Robert Wright, president of NBC from 1986 to 2007, has joined a list of Hollywood notables -- including Melissa Etheridge, David Geffen, Anne Hathaway, Jane Lynch, Eric McCormack, Mya, Martin Sheen, Lily Tomlin, and "Ellen & Portia DeGeneres" -- in signing a letter to President Obama urging his public support of federal recognition of "gay marriage."
We ask you now for your leadership on ending the exclusion of same-sex couples from marriage -- an exclusion that harms millions of Americans each day. Whether to end discrimination in marriage is a question America has faced before, and faces again today. With so many Americans talking it through in heartfelt conversations, it is a question that calls for clarity from the President.
You can offer hope to millions of young gay and lesbian Americans who are facing discrimination. You can tell them that their future is bright, that they, too, will be able to grow up and marry the person that they love, that the pursuit of happiness truly belongs to all of us. You can put government on the side of those seeking to care for their loved ones, instead of those standing in their way.
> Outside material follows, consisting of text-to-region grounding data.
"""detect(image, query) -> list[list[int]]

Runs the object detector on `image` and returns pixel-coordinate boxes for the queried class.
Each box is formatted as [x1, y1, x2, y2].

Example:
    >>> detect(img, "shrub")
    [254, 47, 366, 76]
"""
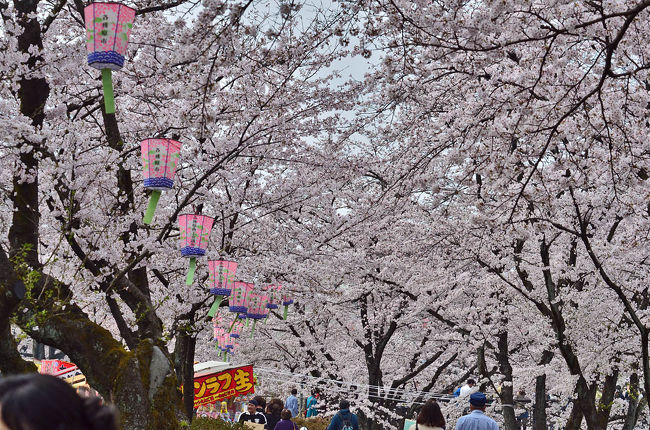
[189, 418, 248, 430]
[293, 416, 330, 430]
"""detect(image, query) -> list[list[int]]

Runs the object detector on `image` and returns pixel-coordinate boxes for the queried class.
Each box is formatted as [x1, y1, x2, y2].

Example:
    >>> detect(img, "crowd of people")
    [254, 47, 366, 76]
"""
[0, 373, 506, 430]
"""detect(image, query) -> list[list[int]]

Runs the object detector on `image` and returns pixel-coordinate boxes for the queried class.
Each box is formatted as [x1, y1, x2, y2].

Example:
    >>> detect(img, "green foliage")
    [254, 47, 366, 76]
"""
[293, 416, 330, 430]
[189, 418, 248, 430]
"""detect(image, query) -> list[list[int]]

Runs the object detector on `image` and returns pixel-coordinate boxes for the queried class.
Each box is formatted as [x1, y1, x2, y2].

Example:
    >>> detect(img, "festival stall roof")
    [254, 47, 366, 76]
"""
[194, 360, 252, 378]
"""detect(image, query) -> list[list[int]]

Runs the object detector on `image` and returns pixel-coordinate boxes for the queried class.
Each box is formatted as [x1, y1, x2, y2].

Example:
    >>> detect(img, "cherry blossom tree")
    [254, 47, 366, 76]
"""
[0, 1, 359, 428]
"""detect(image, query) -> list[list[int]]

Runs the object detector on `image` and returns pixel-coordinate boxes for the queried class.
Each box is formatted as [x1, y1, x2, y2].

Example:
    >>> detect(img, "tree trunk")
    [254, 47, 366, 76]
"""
[174, 330, 197, 421]
[496, 325, 517, 430]
[565, 400, 583, 430]
[623, 373, 640, 430]
[533, 349, 553, 430]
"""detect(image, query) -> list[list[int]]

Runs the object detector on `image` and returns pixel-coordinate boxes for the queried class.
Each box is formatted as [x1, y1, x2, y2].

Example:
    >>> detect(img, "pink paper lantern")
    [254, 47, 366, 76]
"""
[229, 282, 253, 314]
[208, 260, 238, 296]
[247, 294, 269, 320]
[85, 2, 136, 70]
[281, 290, 293, 320]
[179, 214, 213, 285]
[230, 321, 244, 339]
[264, 284, 282, 309]
[282, 291, 294, 306]
[141, 139, 182, 190]
[178, 214, 214, 257]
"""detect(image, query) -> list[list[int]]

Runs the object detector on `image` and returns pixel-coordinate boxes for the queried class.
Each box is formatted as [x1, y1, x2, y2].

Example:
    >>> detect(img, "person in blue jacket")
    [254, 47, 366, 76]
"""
[326, 400, 359, 430]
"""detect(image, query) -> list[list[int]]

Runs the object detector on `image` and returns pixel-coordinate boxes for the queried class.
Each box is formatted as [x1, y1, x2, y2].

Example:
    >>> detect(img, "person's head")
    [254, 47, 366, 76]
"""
[291, 388, 297, 396]
[469, 392, 487, 411]
[0, 373, 118, 430]
[467, 379, 475, 387]
[416, 399, 445, 428]
[281, 409, 292, 420]
[339, 399, 350, 410]
[247, 399, 259, 414]
[253, 396, 266, 410]
[267, 398, 283, 417]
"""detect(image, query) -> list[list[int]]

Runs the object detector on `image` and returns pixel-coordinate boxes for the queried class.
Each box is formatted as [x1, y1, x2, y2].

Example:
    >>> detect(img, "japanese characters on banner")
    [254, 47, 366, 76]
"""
[193, 365, 255, 407]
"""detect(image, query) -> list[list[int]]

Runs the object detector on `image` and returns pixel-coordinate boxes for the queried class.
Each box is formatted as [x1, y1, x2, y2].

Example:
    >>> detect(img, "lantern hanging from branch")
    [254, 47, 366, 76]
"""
[282, 291, 294, 320]
[247, 294, 268, 336]
[264, 284, 281, 310]
[178, 214, 214, 285]
[141, 138, 182, 224]
[84, 2, 135, 114]
[229, 320, 244, 339]
[228, 281, 253, 315]
[206, 260, 238, 317]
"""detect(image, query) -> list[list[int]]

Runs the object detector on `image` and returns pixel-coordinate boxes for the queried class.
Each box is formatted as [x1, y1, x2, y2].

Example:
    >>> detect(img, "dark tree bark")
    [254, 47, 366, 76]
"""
[496, 324, 517, 430]
[533, 350, 553, 430]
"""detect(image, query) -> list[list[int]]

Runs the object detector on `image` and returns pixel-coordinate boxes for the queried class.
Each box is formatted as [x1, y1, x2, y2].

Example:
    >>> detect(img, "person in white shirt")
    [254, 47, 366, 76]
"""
[459, 379, 475, 397]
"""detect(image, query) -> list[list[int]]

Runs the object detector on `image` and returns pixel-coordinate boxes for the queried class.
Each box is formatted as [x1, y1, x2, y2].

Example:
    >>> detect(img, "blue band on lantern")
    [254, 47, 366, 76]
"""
[266, 303, 279, 309]
[226, 345, 234, 349]
[229, 306, 247, 313]
[88, 51, 125, 69]
[144, 177, 174, 189]
[282, 299, 294, 305]
[181, 247, 206, 257]
[246, 313, 266, 320]
[210, 288, 232, 296]
[230, 333, 240, 339]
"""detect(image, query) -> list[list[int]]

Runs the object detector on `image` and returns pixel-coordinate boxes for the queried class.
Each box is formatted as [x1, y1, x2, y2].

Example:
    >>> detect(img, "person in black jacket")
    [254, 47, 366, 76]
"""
[326, 400, 359, 430]
[239, 399, 268, 429]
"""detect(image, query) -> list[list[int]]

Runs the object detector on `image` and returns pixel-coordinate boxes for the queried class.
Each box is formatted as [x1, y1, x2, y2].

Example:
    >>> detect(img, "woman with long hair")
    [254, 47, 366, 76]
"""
[409, 399, 445, 430]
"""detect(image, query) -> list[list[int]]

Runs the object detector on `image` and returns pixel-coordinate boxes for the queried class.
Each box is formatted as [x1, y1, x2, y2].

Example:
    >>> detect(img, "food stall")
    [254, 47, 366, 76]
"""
[192, 360, 256, 421]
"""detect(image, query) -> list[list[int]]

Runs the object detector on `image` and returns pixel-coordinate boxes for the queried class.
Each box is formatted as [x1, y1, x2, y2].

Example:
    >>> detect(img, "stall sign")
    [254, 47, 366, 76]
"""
[40, 360, 78, 377]
[193, 365, 254, 407]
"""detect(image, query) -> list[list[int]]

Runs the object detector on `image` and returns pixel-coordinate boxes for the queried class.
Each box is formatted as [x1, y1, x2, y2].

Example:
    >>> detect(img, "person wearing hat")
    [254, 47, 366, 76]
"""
[239, 399, 269, 429]
[326, 399, 359, 430]
[455, 392, 498, 430]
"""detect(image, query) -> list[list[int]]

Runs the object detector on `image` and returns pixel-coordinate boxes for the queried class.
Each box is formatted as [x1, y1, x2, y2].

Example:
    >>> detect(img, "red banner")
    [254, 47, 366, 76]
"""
[193, 365, 255, 407]
[40, 360, 78, 377]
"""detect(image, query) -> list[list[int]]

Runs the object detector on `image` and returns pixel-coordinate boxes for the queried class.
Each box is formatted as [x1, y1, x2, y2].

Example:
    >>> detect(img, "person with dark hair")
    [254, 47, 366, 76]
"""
[0, 373, 118, 430]
[326, 400, 358, 430]
[460, 379, 476, 397]
[266, 398, 283, 430]
[409, 399, 445, 430]
[455, 392, 498, 430]
[285, 388, 299, 417]
[305, 390, 319, 418]
[274, 409, 298, 430]
[239, 399, 268, 429]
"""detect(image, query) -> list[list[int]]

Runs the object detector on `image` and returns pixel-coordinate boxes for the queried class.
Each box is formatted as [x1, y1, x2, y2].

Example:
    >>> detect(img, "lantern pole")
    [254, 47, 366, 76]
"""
[143, 190, 161, 225]
[101, 69, 116, 114]
[207, 296, 223, 318]
[283, 305, 289, 320]
[186, 257, 197, 285]
[228, 317, 238, 333]
[251, 320, 257, 337]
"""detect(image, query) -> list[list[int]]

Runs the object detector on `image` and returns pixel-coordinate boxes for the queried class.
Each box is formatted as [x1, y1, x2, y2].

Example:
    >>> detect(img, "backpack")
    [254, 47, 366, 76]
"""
[337, 412, 353, 430]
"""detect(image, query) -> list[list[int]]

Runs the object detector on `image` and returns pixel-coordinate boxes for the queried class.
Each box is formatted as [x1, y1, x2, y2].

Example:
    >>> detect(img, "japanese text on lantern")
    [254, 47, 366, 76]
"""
[193, 365, 254, 407]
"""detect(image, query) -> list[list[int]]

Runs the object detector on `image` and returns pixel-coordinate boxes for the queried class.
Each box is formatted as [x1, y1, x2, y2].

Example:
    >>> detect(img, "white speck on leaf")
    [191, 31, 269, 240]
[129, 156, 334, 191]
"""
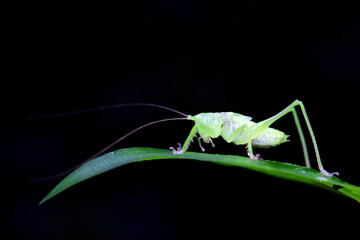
[316, 176, 328, 181]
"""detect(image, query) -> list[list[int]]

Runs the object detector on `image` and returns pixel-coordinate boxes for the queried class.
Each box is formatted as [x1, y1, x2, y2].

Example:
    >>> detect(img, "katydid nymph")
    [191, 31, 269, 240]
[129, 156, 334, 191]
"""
[31, 100, 338, 179]
[168, 99, 338, 177]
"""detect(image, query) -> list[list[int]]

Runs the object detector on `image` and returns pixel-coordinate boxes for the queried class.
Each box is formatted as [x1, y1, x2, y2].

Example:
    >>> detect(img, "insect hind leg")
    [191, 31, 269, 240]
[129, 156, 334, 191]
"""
[249, 100, 338, 177]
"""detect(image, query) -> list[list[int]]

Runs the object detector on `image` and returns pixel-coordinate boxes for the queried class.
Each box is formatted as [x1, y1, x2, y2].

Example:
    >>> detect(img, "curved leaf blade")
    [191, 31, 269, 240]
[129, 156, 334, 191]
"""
[39, 147, 360, 204]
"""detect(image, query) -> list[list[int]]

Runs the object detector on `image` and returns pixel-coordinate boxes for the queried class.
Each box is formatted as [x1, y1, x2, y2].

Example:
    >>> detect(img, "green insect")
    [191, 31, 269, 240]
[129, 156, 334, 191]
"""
[31, 100, 338, 180]
[167, 100, 338, 177]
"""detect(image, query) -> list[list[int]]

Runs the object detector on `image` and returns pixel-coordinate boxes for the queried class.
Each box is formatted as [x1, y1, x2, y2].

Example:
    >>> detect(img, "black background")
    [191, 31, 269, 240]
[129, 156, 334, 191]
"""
[3, 1, 360, 239]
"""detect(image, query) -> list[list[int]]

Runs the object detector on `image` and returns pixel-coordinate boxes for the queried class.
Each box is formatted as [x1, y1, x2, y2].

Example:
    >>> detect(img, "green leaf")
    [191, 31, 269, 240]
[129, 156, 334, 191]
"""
[39, 147, 360, 204]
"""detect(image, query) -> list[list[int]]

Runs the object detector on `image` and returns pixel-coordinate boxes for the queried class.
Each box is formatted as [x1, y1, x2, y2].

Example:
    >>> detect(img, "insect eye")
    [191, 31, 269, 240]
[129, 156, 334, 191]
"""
[195, 115, 201, 119]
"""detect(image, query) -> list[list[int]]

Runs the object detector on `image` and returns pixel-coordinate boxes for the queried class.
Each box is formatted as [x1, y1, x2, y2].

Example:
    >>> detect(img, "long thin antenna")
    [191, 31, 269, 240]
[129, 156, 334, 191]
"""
[31, 117, 188, 182]
[27, 103, 188, 119]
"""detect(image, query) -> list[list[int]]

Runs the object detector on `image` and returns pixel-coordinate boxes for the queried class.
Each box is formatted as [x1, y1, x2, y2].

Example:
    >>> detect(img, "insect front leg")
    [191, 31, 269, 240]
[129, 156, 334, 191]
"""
[170, 125, 198, 154]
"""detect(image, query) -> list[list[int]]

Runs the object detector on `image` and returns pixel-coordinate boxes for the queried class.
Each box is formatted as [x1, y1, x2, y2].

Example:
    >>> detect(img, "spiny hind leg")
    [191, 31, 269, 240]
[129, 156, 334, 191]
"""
[288, 101, 338, 176]
[248, 100, 338, 177]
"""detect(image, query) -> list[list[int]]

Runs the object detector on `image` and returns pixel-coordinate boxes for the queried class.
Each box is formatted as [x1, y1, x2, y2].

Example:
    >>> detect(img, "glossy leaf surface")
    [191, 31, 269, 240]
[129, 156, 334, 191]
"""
[40, 147, 360, 204]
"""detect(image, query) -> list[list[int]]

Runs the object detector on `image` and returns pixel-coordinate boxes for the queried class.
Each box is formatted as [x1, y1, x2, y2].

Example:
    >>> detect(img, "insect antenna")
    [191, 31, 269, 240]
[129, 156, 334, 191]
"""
[83, 117, 188, 161]
[31, 117, 188, 182]
[27, 103, 188, 119]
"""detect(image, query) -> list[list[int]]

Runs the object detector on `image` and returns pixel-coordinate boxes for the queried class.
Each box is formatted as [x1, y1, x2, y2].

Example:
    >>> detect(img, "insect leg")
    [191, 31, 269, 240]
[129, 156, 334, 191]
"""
[245, 126, 261, 160]
[248, 100, 338, 177]
[197, 137, 206, 152]
[197, 136, 215, 151]
[226, 124, 247, 143]
[291, 108, 310, 168]
[209, 138, 215, 147]
[296, 101, 339, 177]
[170, 125, 198, 154]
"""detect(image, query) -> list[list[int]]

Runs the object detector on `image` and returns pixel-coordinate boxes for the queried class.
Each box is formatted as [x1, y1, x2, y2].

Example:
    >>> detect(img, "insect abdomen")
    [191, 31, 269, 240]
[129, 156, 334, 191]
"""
[251, 127, 288, 148]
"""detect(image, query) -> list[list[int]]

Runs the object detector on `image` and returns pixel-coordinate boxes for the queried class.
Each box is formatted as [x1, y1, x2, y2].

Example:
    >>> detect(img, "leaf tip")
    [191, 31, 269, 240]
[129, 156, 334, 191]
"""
[38, 198, 46, 205]
[39, 194, 52, 205]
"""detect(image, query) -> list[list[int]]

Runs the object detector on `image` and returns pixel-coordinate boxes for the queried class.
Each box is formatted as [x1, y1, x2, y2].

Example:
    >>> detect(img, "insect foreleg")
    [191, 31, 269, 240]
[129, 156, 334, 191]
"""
[170, 125, 198, 154]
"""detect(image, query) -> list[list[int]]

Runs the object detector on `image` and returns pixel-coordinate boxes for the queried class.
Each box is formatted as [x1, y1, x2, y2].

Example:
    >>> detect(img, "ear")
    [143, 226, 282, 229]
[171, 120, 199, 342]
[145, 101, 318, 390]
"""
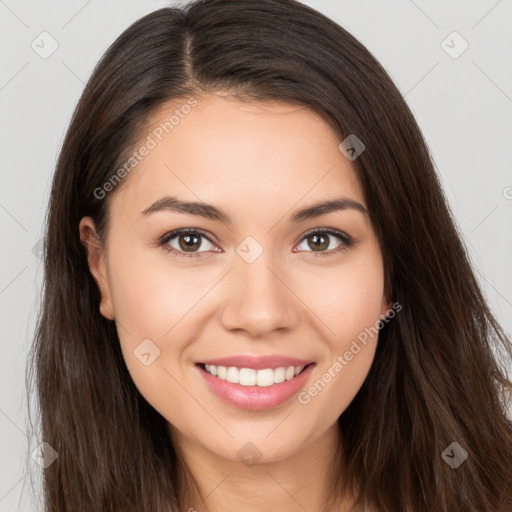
[79, 217, 115, 320]
[380, 295, 393, 320]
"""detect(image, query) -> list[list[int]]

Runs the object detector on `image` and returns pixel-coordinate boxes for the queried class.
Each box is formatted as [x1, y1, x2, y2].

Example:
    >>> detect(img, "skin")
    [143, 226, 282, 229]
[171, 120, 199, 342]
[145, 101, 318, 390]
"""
[80, 92, 391, 512]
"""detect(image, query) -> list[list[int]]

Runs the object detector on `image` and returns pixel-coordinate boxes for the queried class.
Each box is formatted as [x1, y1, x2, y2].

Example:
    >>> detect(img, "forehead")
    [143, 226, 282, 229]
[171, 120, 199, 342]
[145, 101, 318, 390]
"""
[109, 93, 366, 222]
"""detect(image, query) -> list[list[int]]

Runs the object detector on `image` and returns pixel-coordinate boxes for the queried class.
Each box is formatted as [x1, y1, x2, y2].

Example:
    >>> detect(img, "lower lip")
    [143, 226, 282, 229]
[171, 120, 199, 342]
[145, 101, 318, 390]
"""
[195, 363, 316, 411]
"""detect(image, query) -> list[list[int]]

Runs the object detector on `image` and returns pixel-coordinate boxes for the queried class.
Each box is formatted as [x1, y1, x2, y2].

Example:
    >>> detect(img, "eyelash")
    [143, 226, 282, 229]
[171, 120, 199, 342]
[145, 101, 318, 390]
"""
[158, 227, 355, 259]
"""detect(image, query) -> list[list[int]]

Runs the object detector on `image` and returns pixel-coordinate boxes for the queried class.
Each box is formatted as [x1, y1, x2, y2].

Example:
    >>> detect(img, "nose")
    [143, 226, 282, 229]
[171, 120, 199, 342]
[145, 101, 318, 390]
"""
[219, 254, 300, 338]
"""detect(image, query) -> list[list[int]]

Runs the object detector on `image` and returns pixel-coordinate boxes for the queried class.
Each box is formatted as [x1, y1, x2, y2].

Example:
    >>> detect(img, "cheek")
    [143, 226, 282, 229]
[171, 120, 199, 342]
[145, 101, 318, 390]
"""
[293, 251, 384, 413]
[297, 263, 383, 417]
[295, 252, 385, 346]
[107, 246, 224, 400]
[108, 246, 211, 338]
[106, 248, 202, 415]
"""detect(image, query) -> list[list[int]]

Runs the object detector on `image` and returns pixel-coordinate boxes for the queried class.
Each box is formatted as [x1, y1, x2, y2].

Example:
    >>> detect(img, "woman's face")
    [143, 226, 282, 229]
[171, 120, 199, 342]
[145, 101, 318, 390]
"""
[80, 93, 390, 464]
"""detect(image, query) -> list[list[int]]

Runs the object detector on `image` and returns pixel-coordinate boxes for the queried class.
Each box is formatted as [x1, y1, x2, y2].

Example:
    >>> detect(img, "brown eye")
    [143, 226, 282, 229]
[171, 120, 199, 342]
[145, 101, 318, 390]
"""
[306, 233, 330, 252]
[160, 229, 219, 258]
[294, 228, 354, 256]
[177, 233, 203, 252]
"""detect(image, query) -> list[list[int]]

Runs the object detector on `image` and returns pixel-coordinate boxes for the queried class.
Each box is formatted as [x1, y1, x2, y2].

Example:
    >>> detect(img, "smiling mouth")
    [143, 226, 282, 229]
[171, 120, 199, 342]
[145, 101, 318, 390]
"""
[197, 363, 314, 387]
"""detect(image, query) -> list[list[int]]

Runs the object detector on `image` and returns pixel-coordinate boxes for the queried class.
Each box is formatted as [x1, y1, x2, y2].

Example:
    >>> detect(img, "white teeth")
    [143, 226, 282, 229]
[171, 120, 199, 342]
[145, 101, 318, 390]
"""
[239, 368, 256, 386]
[256, 368, 274, 387]
[217, 366, 227, 380]
[226, 367, 239, 384]
[274, 367, 286, 383]
[203, 364, 306, 386]
[205, 364, 217, 376]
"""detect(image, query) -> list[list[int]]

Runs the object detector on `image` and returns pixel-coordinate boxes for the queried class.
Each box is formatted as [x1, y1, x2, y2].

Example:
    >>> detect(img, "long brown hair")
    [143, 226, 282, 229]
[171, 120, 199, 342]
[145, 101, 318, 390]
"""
[27, 1, 512, 510]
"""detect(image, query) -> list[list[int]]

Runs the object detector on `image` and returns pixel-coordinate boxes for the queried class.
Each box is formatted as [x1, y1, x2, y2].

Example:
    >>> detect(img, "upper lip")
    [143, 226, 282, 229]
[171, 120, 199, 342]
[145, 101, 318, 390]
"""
[197, 355, 314, 370]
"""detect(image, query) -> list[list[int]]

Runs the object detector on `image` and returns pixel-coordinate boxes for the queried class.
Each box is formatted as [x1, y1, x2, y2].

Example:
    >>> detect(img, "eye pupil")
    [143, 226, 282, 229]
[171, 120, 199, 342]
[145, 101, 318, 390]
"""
[308, 234, 329, 251]
[179, 234, 201, 252]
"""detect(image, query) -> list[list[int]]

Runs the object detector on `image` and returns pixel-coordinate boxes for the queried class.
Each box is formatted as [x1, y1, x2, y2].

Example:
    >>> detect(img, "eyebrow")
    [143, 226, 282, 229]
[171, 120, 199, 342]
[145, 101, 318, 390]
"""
[140, 196, 368, 223]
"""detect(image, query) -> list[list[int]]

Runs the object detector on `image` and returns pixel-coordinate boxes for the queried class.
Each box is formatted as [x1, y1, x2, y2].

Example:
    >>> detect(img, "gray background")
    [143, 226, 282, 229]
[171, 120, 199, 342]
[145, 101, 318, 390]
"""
[1, 1, 511, 510]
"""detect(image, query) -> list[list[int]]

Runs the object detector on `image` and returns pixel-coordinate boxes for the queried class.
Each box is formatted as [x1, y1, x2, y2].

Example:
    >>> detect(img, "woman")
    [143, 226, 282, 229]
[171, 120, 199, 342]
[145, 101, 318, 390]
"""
[27, 0, 512, 511]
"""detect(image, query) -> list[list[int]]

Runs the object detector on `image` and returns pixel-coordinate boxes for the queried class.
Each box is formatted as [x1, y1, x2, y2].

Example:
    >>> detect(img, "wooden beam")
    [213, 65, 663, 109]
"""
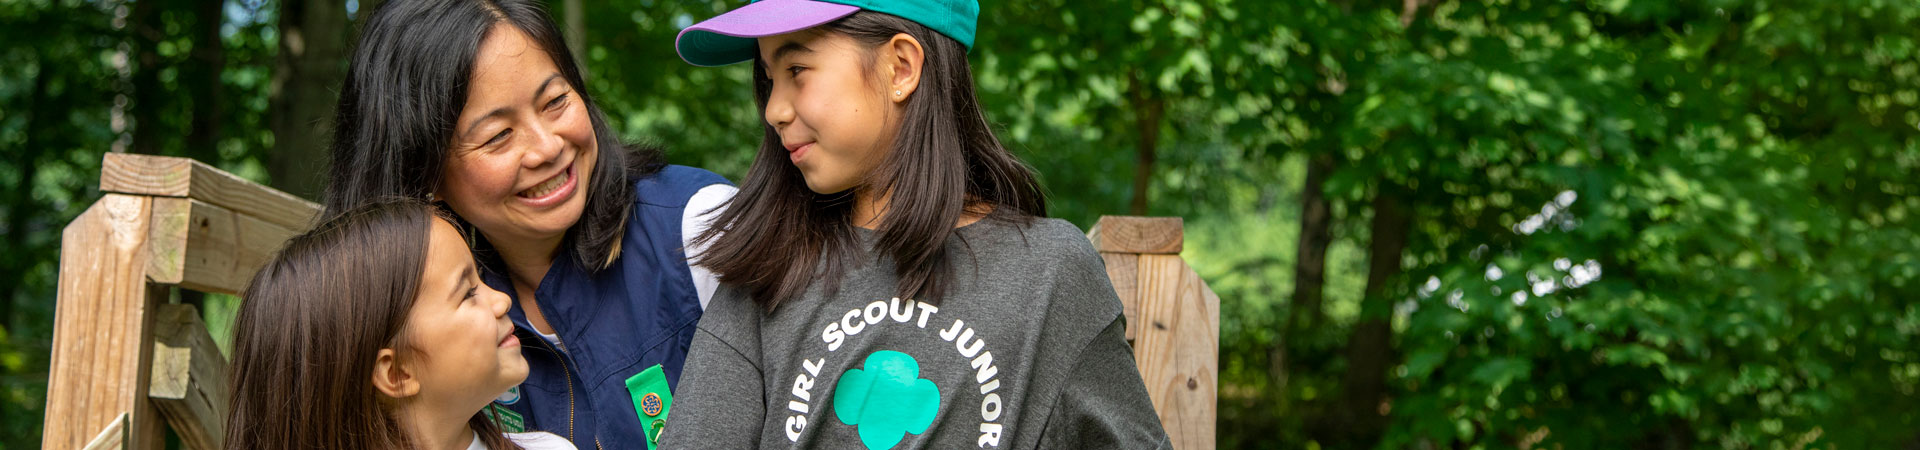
[148, 198, 301, 295]
[100, 152, 321, 230]
[1088, 216, 1183, 254]
[46, 194, 167, 449]
[150, 304, 229, 450]
[1132, 254, 1219, 450]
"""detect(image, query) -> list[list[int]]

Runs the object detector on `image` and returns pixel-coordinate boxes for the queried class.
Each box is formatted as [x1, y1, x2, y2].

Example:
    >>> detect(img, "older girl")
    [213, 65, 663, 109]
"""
[666, 1, 1170, 448]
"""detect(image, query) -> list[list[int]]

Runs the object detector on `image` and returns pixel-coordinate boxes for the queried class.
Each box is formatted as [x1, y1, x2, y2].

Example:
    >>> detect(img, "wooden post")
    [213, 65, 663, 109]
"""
[1088, 216, 1218, 450]
[45, 194, 167, 449]
[47, 153, 320, 449]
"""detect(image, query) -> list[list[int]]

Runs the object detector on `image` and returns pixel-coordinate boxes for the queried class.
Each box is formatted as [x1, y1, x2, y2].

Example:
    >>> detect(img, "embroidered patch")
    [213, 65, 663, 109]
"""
[485, 404, 526, 433]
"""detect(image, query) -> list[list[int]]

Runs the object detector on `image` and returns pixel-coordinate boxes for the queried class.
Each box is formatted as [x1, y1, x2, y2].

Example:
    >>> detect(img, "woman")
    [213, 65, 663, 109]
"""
[322, 1, 735, 448]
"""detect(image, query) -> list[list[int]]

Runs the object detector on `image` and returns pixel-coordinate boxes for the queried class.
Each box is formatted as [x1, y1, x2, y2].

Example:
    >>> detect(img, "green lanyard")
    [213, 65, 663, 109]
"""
[625, 364, 674, 449]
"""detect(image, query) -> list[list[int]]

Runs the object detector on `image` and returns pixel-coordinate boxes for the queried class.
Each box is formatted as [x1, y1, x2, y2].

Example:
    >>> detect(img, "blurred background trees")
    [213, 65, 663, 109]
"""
[1, 0, 1915, 448]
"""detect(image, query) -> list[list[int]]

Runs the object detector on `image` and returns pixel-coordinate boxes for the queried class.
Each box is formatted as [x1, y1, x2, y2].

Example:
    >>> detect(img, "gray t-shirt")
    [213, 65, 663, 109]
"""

You can affirm that for all of us, gay or non-gay, love is love and commitment counts— and that we Americans should treat others as we all want to be treated.
The letter is also signed by Julian Bond and Helen Fabela Chavez (Mrs. Cesar Chavez), Unitarian Universalist ministers Peter Morales and William Sinkford, NFL players Brendan Ayanbadejo and Scott Fujita, Twitter co-founder Jack Dorsey, Facebook co-founder Chris Hughes, Napster co-founder Sean Parker, Zynga co-founder Mark Pincus, playwright Tony Kushner, and musician Rufus Wainwright.
Brent Bozell dubbed Wright "The CEO of Silliness" in a 2006 column for authoring a Wall Street Journal op-ed claiming the Bush-era FCC was censoring all the creativity out of TV. He issued the same warning in the Journal in 2004.